I recently attended a security conference with multiple speakers covering a wide variety of topics – one of the topics, “Zero-Trust Architecture” (ZTA), was being addressed by one of the vendors, and I decided to sit-in to listen. A few minutes into the session, two facts became blaringly apparent – the speaker, who shall remain nameless, 1) did not actually understand what Zero-Trust Architecture is and what it means to implement Zero-Trust, and 2) this was a sales pitch disguised as an educational seminar.
Unfortunately, presentations on this and other topics often are heavy on buzzwords that don’t actually contribute value or advance understanding. As the aforementioned session came to a close, the session transitioned into the Q&A portion – which subsequently happened to be the same time I lost more hope for our fellow cybersecurity aficionados after hearing some of the questions asked. Below are just a few of them:
After walking out of the session and regaining consciousness, I decided to take a little time out of my day to bring awareness to Zero-Trust Architecture and demystify what it means. First and foremost, ZTA is NOT a new technology. As illustrated by Palo Alto’s Cyberpedia article, achieving Zero Trust is often perceived as costly and complex. However, Zero Trust is built upon your existing architecture and does not require you to rip and replace existing technology. There are no Zero Trust products. There are products that work well in Zero Trust environments and those that don't.
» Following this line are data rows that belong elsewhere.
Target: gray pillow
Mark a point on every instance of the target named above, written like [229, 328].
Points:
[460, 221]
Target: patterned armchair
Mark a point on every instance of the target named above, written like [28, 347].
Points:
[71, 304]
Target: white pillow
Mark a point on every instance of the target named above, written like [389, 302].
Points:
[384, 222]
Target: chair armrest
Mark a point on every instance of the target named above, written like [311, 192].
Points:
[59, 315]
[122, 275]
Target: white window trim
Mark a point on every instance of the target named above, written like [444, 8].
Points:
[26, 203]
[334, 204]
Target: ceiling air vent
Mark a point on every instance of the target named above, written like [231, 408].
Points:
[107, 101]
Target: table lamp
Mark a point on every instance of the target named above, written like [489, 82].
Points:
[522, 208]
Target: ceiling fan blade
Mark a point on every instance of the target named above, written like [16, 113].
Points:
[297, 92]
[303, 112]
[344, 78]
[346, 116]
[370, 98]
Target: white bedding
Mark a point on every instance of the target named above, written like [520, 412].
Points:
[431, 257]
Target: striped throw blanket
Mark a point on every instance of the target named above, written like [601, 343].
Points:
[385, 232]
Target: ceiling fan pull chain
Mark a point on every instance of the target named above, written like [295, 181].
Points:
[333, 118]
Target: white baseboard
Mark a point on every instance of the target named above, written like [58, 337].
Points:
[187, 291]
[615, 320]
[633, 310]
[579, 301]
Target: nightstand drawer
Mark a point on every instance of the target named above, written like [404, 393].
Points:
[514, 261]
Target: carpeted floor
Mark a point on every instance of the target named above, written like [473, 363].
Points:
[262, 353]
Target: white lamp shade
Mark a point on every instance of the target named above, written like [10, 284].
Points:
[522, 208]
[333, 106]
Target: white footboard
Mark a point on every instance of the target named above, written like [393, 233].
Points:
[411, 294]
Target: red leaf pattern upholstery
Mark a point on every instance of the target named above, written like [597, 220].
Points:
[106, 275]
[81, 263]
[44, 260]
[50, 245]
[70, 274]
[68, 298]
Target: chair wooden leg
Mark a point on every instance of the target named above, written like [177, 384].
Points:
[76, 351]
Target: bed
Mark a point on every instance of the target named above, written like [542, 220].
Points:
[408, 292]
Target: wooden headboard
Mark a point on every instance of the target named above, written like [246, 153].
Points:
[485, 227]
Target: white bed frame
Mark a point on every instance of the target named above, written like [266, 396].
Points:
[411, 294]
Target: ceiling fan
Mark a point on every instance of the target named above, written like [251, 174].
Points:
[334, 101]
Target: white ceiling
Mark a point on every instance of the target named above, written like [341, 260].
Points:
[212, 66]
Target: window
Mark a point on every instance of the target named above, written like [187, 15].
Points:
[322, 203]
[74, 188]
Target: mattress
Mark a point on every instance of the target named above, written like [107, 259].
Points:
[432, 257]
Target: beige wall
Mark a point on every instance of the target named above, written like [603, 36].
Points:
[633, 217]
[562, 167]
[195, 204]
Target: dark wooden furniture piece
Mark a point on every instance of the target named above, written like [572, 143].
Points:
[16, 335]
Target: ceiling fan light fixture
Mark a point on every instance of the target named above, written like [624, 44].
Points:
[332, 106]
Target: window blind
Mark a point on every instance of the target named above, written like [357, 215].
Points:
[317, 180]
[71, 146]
Zero Trust is the term for an evolving set of network security paradigms that move network defenses from wide network perimeters to narrowly focusing on individual or small groups of resources. A ZTA strategy is one in which there is no implicit trust granted to systems based on their physical or network location (i.e., local area networks vs. the internet). In layman’s terms, the basic principles of zero-trust are:
- Assume the network is always hostile
- External AND internal threats are always present
- Internal networks are not sufficient to equally trusted
- Every device, user, and network flow MUST be proven
- You must log and inspect ALL traffic
These security principles are a stark contrast to what most organizations currently implement, which is perimeter-based security, which adopts the following basic security principles:
- Internal access is trusted
- External access is untrusted
The major shortcomings of perimeter-based security are that:
- Inside access is not always friendly
- Modern attacks are inside-out, rather than outside-in
- Trusted systems bring attackers in
- Internal access is more loosely regulated
Most organizations go a step further and implement logical segmentation, such as separating different organizational components within their own subnets, implementing a demilitarized zone (DMZ), Web Application Firewall (WAF) and more. However, this approach is starting to show its age as the foundation of perimeter-based security primarily follows “trust and verify,” which is fundamentally different from ZTA’s paradigm shift of “verify, and then trust.”
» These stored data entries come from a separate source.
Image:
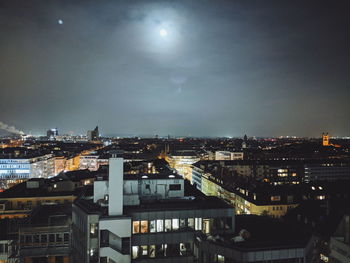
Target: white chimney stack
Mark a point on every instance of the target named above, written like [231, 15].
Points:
[115, 191]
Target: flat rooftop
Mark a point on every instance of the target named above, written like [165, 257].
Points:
[265, 233]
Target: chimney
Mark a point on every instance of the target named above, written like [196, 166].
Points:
[115, 202]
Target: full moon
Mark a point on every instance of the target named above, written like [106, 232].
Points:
[163, 32]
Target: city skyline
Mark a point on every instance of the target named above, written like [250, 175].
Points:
[198, 68]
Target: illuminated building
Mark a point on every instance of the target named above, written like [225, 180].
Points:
[144, 218]
[181, 161]
[93, 135]
[226, 155]
[52, 133]
[16, 170]
[325, 139]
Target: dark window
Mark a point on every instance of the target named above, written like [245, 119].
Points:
[36, 239]
[51, 237]
[66, 237]
[43, 238]
[28, 239]
[126, 245]
[104, 238]
[59, 238]
[174, 187]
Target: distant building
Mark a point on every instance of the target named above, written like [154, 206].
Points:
[144, 218]
[93, 135]
[181, 161]
[14, 169]
[46, 235]
[340, 243]
[226, 155]
[52, 133]
[325, 139]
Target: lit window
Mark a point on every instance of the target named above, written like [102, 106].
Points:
[191, 223]
[93, 230]
[144, 250]
[152, 251]
[135, 227]
[152, 226]
[198, 223]
[167, 225]
[275, 198]
[182, 223]
[175, 224]
[135, 252]
[144, 226]
[221, 259]
[160, 227]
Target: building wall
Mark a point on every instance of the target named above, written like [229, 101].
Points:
[20, 207]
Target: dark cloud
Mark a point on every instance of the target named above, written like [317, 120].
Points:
[226, 68]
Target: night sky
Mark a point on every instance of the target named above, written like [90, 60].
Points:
[263, 68]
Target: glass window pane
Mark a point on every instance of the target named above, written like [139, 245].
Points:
[167, 225]
[159, 251]
[152, 226]
[144, 226]
[144, 250]
[135, 252]
[160, 225]
[175, 224]
[182, 223]
[152, 251]
[136, 227]
[198, 223]
[191, 223]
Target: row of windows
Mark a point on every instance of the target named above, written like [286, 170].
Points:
[162, 250]
[175, 224]
[3, 248]
[30, 240]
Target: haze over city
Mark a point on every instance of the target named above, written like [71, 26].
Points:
[199, 68]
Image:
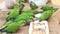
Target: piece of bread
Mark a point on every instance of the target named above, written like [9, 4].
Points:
[54, 23]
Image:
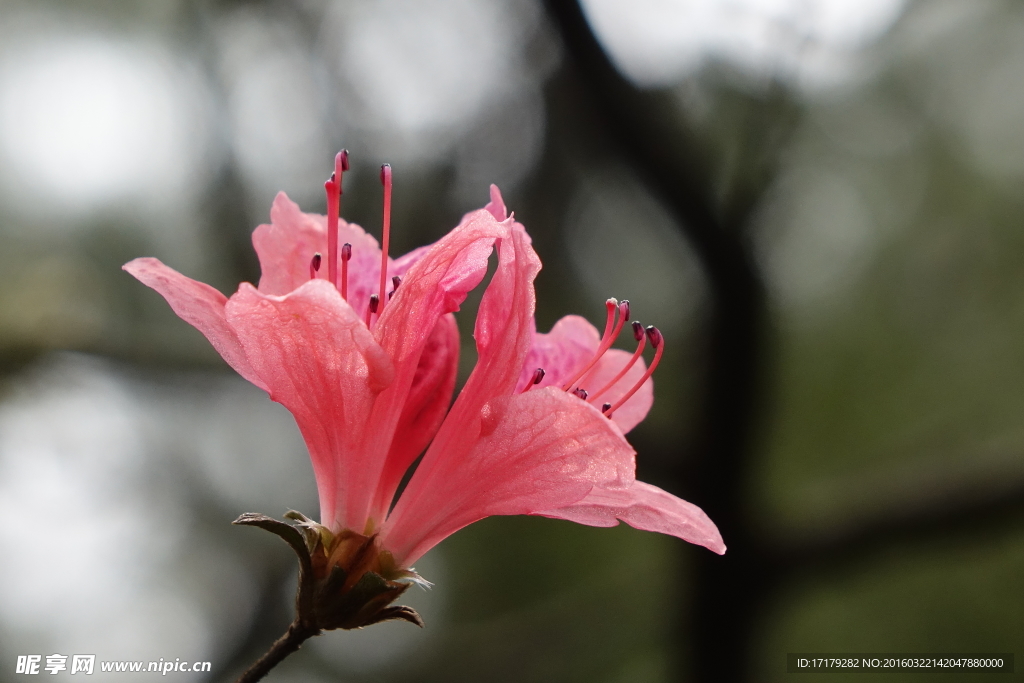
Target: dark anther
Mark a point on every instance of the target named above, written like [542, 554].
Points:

Another fundamental concept that pairs well with ZTA is Trust Over Time (TOT), which essentially boils down to the notion that risk to systems and assets increase over time and need to be refreshed, due to deviations from the baseline. To reduce the operational risk over time, activities such as rotating credentials and replacing certificates will limit compromise and reuse.
ZTA is essentially asking us to authenticate and encrypt all traffic – end-to-end. Everywhere and anywhere. For ZTA to be implemented properly, encryption cannot simply be perimeter-based. Encryption is required at either the device or application. Endpoints should be configured to drop anything not encrypted. This is quite a tall order and has the potential to interrupt or completely break an operational process or technical mechanism depending on the implementation and environment. Justin Henderson from the SANS Institute does a great job going into further detail in his SEC 530 webcast seminar and provides further examples of leveraging your current technology stack to implement ZTA.
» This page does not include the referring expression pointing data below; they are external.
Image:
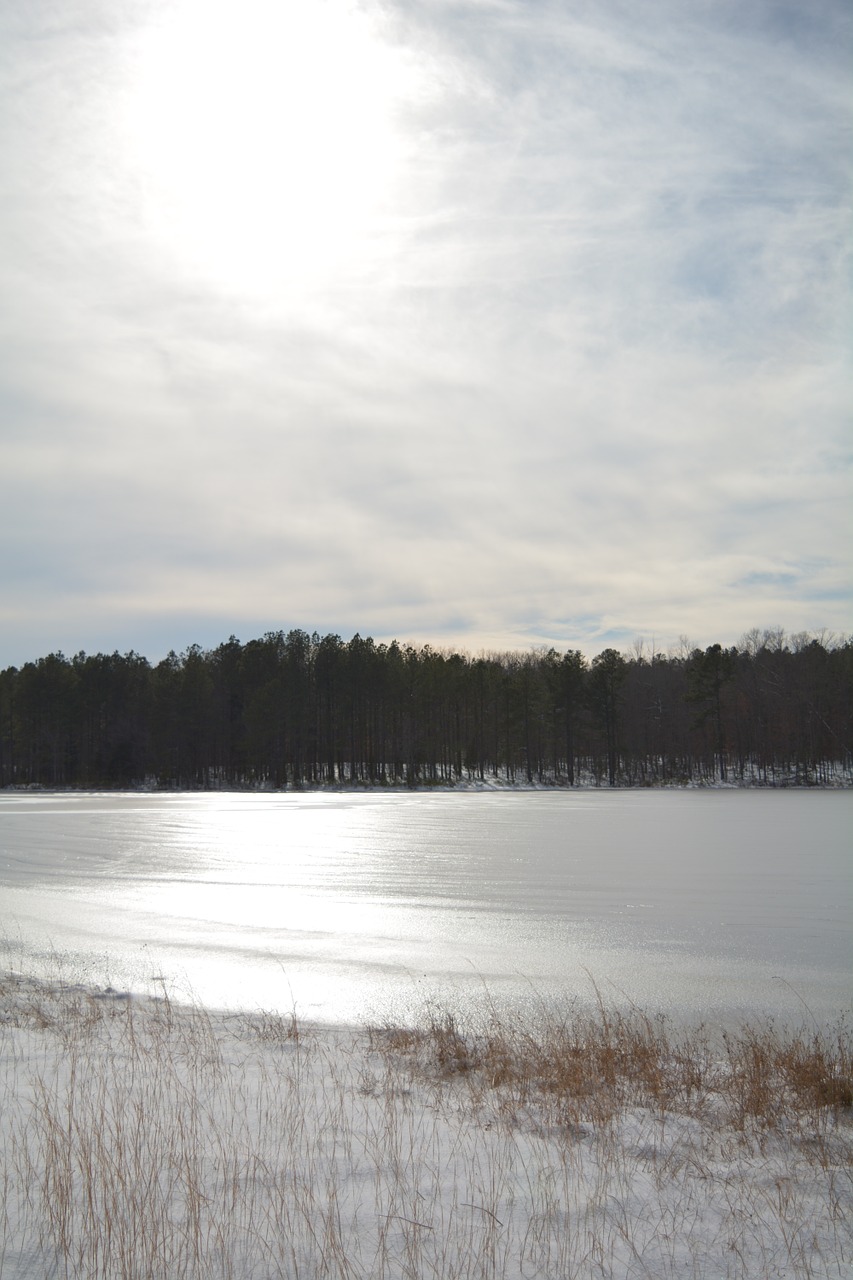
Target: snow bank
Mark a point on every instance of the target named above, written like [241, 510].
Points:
[142, 1139]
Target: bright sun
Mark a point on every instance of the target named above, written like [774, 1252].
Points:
[263, 137]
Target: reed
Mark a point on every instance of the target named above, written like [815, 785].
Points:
[147, 1139]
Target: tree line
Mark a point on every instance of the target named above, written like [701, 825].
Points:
[299, 709]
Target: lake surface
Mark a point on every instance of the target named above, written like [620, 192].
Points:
[699, 904]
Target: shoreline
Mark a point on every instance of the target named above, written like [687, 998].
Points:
[147, 1138]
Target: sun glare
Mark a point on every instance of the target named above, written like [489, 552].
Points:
[261, 138]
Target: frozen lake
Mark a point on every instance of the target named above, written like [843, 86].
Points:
[699, 904]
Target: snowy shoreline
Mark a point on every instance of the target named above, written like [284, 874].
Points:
[149, 1138]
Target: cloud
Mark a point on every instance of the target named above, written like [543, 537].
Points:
[576, 370]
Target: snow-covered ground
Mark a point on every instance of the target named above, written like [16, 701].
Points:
[146, 1139]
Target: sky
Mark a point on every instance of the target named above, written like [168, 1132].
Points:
[478, 323]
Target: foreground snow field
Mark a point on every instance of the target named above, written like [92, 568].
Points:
[145, 1139]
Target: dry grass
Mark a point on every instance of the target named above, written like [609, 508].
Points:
[593, 1066]
[142, 1139]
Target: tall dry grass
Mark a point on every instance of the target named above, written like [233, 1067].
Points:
[142, 1139]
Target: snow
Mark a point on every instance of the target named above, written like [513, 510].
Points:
[146, 1139]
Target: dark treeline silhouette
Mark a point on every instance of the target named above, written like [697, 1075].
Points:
[297, 709]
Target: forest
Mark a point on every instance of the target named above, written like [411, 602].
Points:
[293, 709]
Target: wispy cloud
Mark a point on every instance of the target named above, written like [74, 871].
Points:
[574, 368]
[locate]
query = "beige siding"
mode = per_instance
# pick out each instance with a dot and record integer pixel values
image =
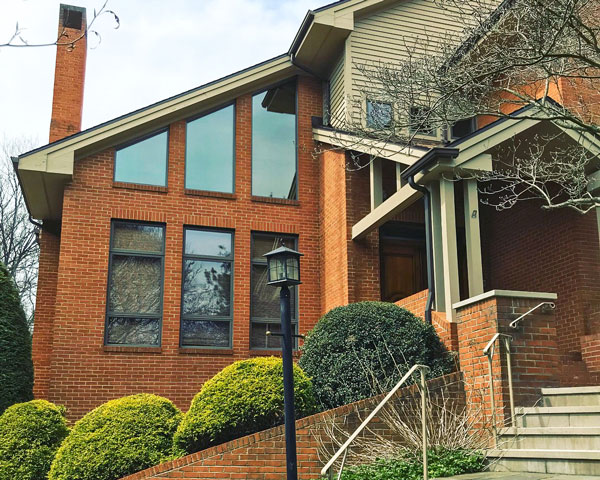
(337, 93)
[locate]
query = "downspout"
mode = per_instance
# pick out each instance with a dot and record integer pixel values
(428, 246)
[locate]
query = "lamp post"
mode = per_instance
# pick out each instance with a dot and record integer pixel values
(283, 270)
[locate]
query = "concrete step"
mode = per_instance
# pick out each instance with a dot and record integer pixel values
(550, 438)
(568, 462)
(558, 416)
(571, 396)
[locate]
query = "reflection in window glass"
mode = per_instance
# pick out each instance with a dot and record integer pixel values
(144, 162)
(274, 142)
(210, 153)
(206, 313)
(134, 304)
(264, 301)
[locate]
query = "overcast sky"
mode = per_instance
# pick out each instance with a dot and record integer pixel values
(161, 48)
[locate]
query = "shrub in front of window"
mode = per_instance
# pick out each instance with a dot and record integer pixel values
(30, 434)
(119, 438)
(16, 367)
(243, 398)
(363, 349)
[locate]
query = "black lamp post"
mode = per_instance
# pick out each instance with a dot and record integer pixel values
(283, 270)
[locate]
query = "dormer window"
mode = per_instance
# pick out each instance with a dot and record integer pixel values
(379, 114)
(143, 161)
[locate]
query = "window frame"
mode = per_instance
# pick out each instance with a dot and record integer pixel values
(139, 140)
(230, 259)
(258, 92)
(234, 159)
(294, 312)
(135, 253)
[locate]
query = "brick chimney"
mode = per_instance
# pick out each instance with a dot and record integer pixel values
(69, 73)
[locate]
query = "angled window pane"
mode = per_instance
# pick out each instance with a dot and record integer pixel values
(206, 242)
(274, 142)
(137, 237)
(201, 333)
(135, 284)
(210, 151)
(133, 331)
(207, 288)
(144, 162)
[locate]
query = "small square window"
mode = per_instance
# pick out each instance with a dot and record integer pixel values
(379, 114)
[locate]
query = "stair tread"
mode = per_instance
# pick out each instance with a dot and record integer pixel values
(545, 454)
(551, 431)
(570, 390)
(558, 410)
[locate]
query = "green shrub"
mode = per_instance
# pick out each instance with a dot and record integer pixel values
(442, 463)
(16, 367)
(30, 434)
(364, 348)
(243, 398)
(118, 438)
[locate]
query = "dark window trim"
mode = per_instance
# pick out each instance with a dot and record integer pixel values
(253, 235)
(277, 84)
(231, 259)
(123, 252)
(234, 159)
(138, 140)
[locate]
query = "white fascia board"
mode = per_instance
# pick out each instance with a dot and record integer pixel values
(389, 151)
(399, 201)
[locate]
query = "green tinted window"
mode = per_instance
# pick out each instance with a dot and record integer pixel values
(144, 162)
(210, 152)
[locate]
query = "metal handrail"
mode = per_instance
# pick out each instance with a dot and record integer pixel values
(327, 469)
(514, 323)
(489, 352)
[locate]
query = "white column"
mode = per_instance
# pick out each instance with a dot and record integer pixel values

In summary, achieving Zero-Trust does not require adoption of any new technologies. It’s simply a new approach to cybersecurity to “never trust, always verify,” or to eliminate any and all trust, as opposed to the more common perimeter-based security approach that assumes user identities have not been compromised, all human actors are responsible and can be trusted. The concept of trusting anything internal to our networks is fundamentally flawed as evidenced by all the data breaches in the news, with most of the breaches caused by misuse of privileged credentials.